Optimiser le Recordsize ZFS

Si vous explorez l’univers de ZFS, vous avez probablement passé des heures à débattre des niveaux de RAIDZ ou de la taille de la RAM. Mais il existe un réglage qui passe souvent inaperçu, alors qu’il a plus d’impact sur vos IOPS que n’importe quel autre : Le Recordsize.

Que vous gériez un cluster Proxmox, un serveur Plex ou une base de données haute performance, utiliser un mauvais recordsize, c’est comme conduire une Ferrari en première vitesse.

Qu’est-ce que le Recordsize ZFS ?

Le recordsize est la taille maximale des blocs de données que ZFS écrit sur votre pool. Par défaut, ZFS utilise 128K.
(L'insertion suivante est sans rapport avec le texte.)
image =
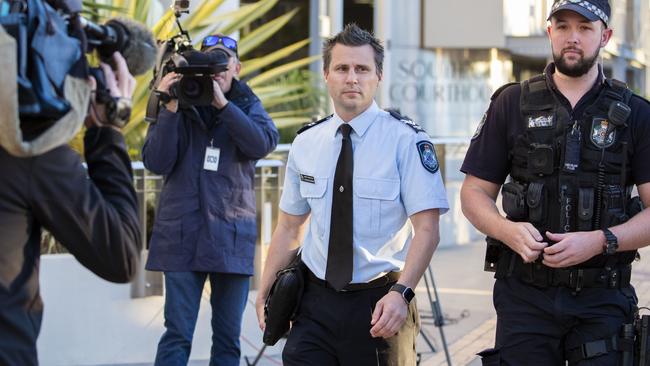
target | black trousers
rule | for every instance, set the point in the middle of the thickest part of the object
(537, 326)
(333, 328)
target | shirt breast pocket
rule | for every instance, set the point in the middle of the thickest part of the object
(314, 193)
(377, 203)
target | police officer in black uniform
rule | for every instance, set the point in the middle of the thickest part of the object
(574, 145)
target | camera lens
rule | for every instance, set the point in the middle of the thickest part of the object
(191, 87)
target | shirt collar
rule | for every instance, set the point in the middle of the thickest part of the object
(360, 123)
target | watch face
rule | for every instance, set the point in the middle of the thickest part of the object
(408, 294)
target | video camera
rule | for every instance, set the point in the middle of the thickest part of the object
(197, 69)
(48, 95)
(195, 88)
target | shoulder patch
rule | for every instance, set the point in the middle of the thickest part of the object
(501, 89)
(428, 156)
(405, 119)
(312, 124)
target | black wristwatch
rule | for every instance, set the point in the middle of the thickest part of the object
(407, 292)
(612, 242)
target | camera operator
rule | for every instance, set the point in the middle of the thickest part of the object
(205, 225)
(95, 219)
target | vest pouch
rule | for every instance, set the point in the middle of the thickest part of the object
(585, 209)
(613, 206)
(540, 159)
(514, 200)
(536, 200)
(634, 206)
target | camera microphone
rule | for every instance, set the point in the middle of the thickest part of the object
(133, 40)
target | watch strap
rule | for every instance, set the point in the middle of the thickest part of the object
(611, 242)
(406, 292)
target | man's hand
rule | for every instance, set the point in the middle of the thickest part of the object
(164, 85)
(121, 84)
(573, 248)
(219, 99)
(524, 239)
(389, 315)
(259, 308)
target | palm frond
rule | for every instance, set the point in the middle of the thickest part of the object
(261, 34)
(280, 70)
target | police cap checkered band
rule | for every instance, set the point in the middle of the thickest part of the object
(590, 9)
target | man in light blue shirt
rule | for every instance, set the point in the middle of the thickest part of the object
(395, 201)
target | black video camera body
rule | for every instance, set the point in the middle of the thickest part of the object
(197, 69)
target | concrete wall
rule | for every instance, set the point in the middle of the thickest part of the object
(463, 24)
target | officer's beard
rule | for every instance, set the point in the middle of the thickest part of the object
(578, 69)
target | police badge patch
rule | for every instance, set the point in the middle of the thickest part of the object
(477, 133)
(540, 121)
(599, 135)
(428, 156)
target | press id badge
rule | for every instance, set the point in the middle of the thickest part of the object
(211, 161)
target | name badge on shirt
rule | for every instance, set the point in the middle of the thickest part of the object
(211, 161)
(307, 178)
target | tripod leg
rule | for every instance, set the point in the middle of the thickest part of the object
(257, 358)
(436, 311)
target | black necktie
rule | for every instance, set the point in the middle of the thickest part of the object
(339, 253)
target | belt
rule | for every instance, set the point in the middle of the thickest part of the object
(389, 278)
(537, 274)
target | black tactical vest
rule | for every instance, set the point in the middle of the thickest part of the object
(570, 174)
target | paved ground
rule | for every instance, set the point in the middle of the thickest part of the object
(465, 297)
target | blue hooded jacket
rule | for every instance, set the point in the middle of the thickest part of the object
(206, 220)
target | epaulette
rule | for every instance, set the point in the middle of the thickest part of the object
(312, 124)
(502, 88)
(405, 119)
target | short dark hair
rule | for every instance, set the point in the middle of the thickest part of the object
(354, 36)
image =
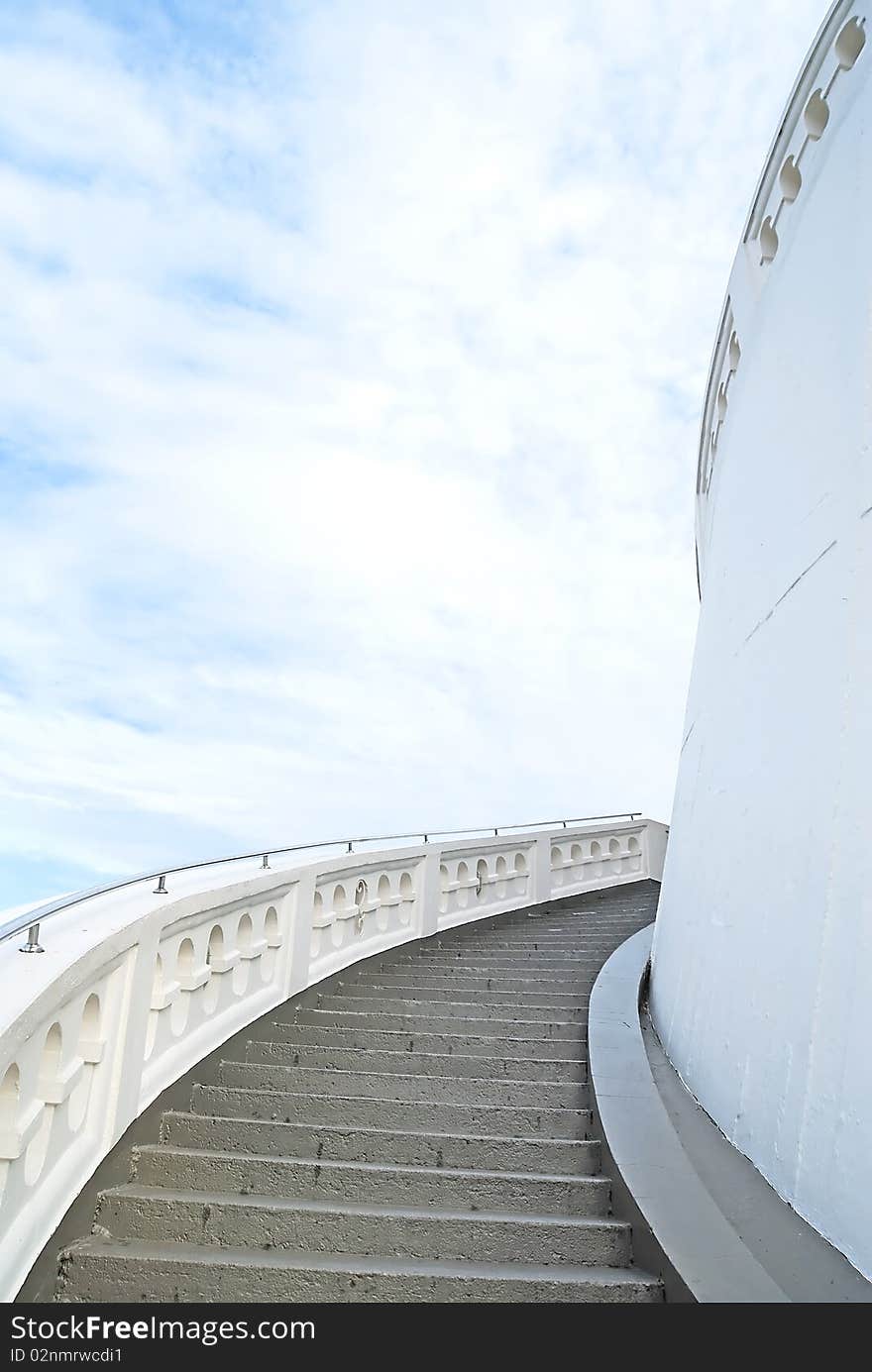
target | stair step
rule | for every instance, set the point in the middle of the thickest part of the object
(556, 1030)
(573, 1157)
(391, 1040)
(487, 1003)
(476, 958)
(422, 1064)
(394, 1086)
(382, 1183)
(384, 1112)
(416, 1128)
(543, 988)
(270, 1221)
(96, 1271)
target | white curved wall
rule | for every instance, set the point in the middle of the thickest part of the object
(762, 957)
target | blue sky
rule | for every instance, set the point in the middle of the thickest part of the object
(351, 367)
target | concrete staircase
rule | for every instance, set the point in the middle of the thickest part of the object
(416, 1129)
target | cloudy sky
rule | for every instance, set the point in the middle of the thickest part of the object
(351, 363)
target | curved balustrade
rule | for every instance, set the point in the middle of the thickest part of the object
(820, 98)
(128, 998)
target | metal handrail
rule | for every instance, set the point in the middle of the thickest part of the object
(32, 919)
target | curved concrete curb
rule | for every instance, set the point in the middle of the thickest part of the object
(679, 1231)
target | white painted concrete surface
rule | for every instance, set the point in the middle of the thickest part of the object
(762, 957)
(135, 988)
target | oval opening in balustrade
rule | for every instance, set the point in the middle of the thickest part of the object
(733, 353)
(481, 876)
(184, 959)
(850, 45)
(768, 241)
(216, 944)
(816, 114)
(790, 180)
(88, 1041)
(245, 933)
(463, 876)
(10, 1091)
(91, 1019)
(50, 1062)
(50, 1068)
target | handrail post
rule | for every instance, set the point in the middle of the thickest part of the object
(33, 940)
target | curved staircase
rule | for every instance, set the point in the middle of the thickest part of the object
(416, 1129)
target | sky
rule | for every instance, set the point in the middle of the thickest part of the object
(352, 356)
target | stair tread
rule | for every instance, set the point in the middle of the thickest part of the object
(214, 1255)
(351, 1165)
(267, 1201)
(374, 1129)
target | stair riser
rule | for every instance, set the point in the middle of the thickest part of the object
(384, 1040)
(416, 1150)
(562, 1030)
(440, 1065)
(391, 1114)
(129, 1278)
(397, 1087)
(382, 1184)
(490, 1007)
(324, 1231)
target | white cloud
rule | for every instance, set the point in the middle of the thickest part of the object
(352, 366)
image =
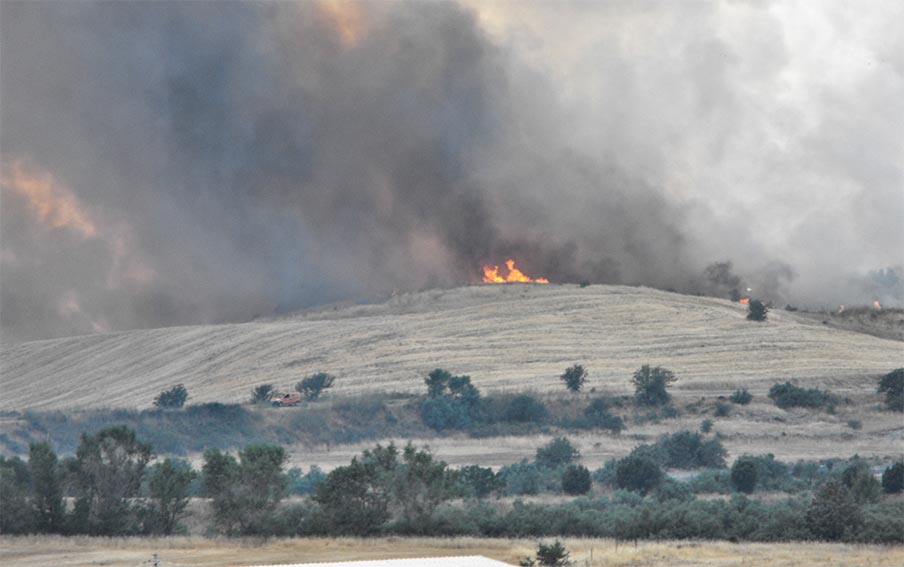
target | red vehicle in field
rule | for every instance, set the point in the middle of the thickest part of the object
(286, 400)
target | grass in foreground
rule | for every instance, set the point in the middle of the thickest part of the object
(32, 551)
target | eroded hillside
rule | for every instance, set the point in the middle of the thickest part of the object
(511, 337)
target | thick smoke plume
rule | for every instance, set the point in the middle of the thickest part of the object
(235, 160)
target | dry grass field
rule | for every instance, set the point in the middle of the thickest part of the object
(113, 552)
(508, 338)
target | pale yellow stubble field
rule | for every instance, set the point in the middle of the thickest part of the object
(115, 552)
(507, 338)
ZFS est un système de fichiers à taille de bloc variable. Si vous écrivez un fichier de 4K, il n’occupera que 4K sur le disque. Cependant, si vous écrivez un fichier de 1 Mo, ZFS le découpera en morceaux de 128K (par défaut).

Pourquoi est-ce crucial ?

  • Petit recordsize (ex: 4K ou 16K) : Idéal pour les bases de données (MySQL, PostgreSQL) car cela correspond à leur manière de communiquer avec le disque. Cela évite l'”Amplification d’Écriture”.

  • Grand recordsize (ex: 1M) : Incroyable pour les fichiers multimédias ou les sauvegardes. Cela augmente le débit (throughput) et améliore les ratios de compression.

Le piège Proxmox et des VM

Si vous faites tourner des machines virtuelles sur ZFS, vous souffrez peut-être d’une pénalité de performance sans le savoir. Les images disques de VM (zvols) utilisent souvent un volblocksize de 8K par défaut.

Si votre pool ZFS est optimisé pour 128K, chaque fois que votre VM modifie un petit morceau de donnée de 8K, ZFS doit effectuer un cycle de lecture-modification-écriture plus lourd que nécessaire. Cela génère de la latence et des “iowait”.

La règle d’or pour les VM : Alignez votre volblocksize sur la taille de cluster du système de fichiers interne de votre VM. Pour la plupart des VM Linux, 16K ou 64K est souvent le compromis idéal.

Comment tester vos performances (La méthode scientifique)

Ne devinez pas : testez. Pour vérifier si votre recordsize est optimal, utilisez FIO (Flexible I/O Tester). Voici une commande pour tester les écritures aléatoires :

Bash

fio --name=random-write --ioengine=libaio --rw=randwrite --bs=4k --size=2G --numjobs=1 --iodepth=64 --runtime=60 --time_based --output-format=json --filename=/votre/chemin/zfs/testfile

 

Une fois le test terminé, copiez le JSON et collez-le dans notre FIO Results Viewer pour analyser vos IOPS et votre latence p99.

Verdict : Quelle taille choisir ?

  1. Torrents & Médias volumineux : Optez pour 1M. Cela réduit la charge des métadonnées et accélère vos “scrubs”.

  2. Partage de fichiers général : Gardez le défaut de 128K.

  3. Bases de données : Alignez sur la taille de page (généralement 16K).

  4. Virtualisation (Proxmox/KVM) : Utilisez 16K ou 64K.

🔬 Analyse Avancée : Le coût des métadonnées et de l’Ashift

Pour aller plus loin, il faut considérer la valeur Ashift (taille de bloc physique de vos disques). La plupart des disques modernes utilisent des secteurs de 4K natifs (ashift=12).

Si vous réglez un recordsize trop petit (comme 4K) sur un pool RAIDZ large, vous risquez une inefficacité d’espace massive. Comme ZFS doit stocker la parité pour chaque enregistrement, la parité peut finir par occuper autant de place que la donnée elle-même !

Conseil pour les utilisateurs de NVMe : Sur des SSD NVMe performants, n’hésitez pas à tester un recordsize=16K pour vos disques système. L’absence de temps de recherche (seek time) permet à ZFS de gérer de petits records sans perte de performance sensible, tout en prolongeant la durée de vie de vos cellules SSD.